If you want to constrain the covariance matrix like this, you’re going to have to deal with the fact that not every resulting covariance matrix will be positive definite, so you will need to define your priors in a very specific way.
To illustrate, think about decomposing the covariance matrix as described in footnote 16 of the Stan manual - as \Sigma = \text{Diag}(\sigma) \times \Omega \times \text{Diag}(\sigma), where \sigma is a k \times 1 vector of variances and \Omega is a k \times k matrix of correlation coefficients. In principal, the diagonal of \Omega should be all ones, but we can think about a degenerate family of \Omega where we set the diagonal such that the diagonal of \Sigma is all ones.

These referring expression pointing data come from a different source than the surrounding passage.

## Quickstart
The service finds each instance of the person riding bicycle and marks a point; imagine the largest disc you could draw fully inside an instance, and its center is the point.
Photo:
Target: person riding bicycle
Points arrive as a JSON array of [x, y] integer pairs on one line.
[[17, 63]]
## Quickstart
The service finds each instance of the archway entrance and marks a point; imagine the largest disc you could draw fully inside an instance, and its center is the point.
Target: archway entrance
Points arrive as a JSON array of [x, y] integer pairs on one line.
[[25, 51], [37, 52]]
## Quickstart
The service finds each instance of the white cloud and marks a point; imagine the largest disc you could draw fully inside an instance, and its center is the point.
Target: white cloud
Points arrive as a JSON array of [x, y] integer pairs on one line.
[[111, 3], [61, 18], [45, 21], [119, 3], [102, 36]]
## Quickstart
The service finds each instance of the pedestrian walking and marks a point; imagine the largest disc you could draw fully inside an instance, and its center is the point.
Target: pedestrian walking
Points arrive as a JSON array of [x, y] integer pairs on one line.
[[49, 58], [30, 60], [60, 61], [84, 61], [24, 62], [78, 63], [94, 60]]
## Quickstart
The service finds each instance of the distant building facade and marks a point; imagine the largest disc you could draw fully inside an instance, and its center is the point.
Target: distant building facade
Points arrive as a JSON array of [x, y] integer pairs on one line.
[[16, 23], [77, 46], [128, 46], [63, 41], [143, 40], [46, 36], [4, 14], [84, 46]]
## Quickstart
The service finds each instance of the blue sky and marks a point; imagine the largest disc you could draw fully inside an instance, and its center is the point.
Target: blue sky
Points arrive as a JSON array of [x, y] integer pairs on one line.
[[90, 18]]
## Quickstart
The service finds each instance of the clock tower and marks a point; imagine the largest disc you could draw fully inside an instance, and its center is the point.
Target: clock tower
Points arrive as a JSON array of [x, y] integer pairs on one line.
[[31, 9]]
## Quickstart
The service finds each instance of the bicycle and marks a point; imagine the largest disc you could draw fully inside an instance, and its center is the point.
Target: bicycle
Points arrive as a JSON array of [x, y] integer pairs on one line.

Take the case where k=2, and define \Omega = \begin{bmatrix} a & b \\ c & d \end{bmatrix} and \sigma = [\sigma_1, \sigma_2]^T. This gives:
\Sigma = \begin{bmatrix}\sigma^2_1 a & \sigma_1\sigma_2 b \\ \sigma_1 \sigma_2 b & \sigma^2_2 d \end{bmatrix}
Since we want to restrict the diagonal of \Sigma to 1, define a = \frac{1}{\sigma_1^2} and d = \frac{1}{ \sigma^2_2}, then we can set b = c = 1.
In PyMC it might look like this:
with pm.Model() as m:
sigma = pm.Uniform('sigma', lower=1e-6, upper=1 - 1e-6, shape=2)
sigma_diag = tt.diag(sigma)
omega = tt.as_tensor(np.full((2, 2), 1.0, dtype='float32'))
omega = tt.set_subtensor(omega[np.diag_indices(2)], sigma ** (-2))
cov = pm.Deterministic('cov', tt.dot(tt.dot(sigma_diag, omega), sigma_diag))
mean = pm.Normal("mean", 0, 10, shape=2)
pm.MvNormal("y" ,mu=mean, cov=cov, shape=(1000,n), observed=data)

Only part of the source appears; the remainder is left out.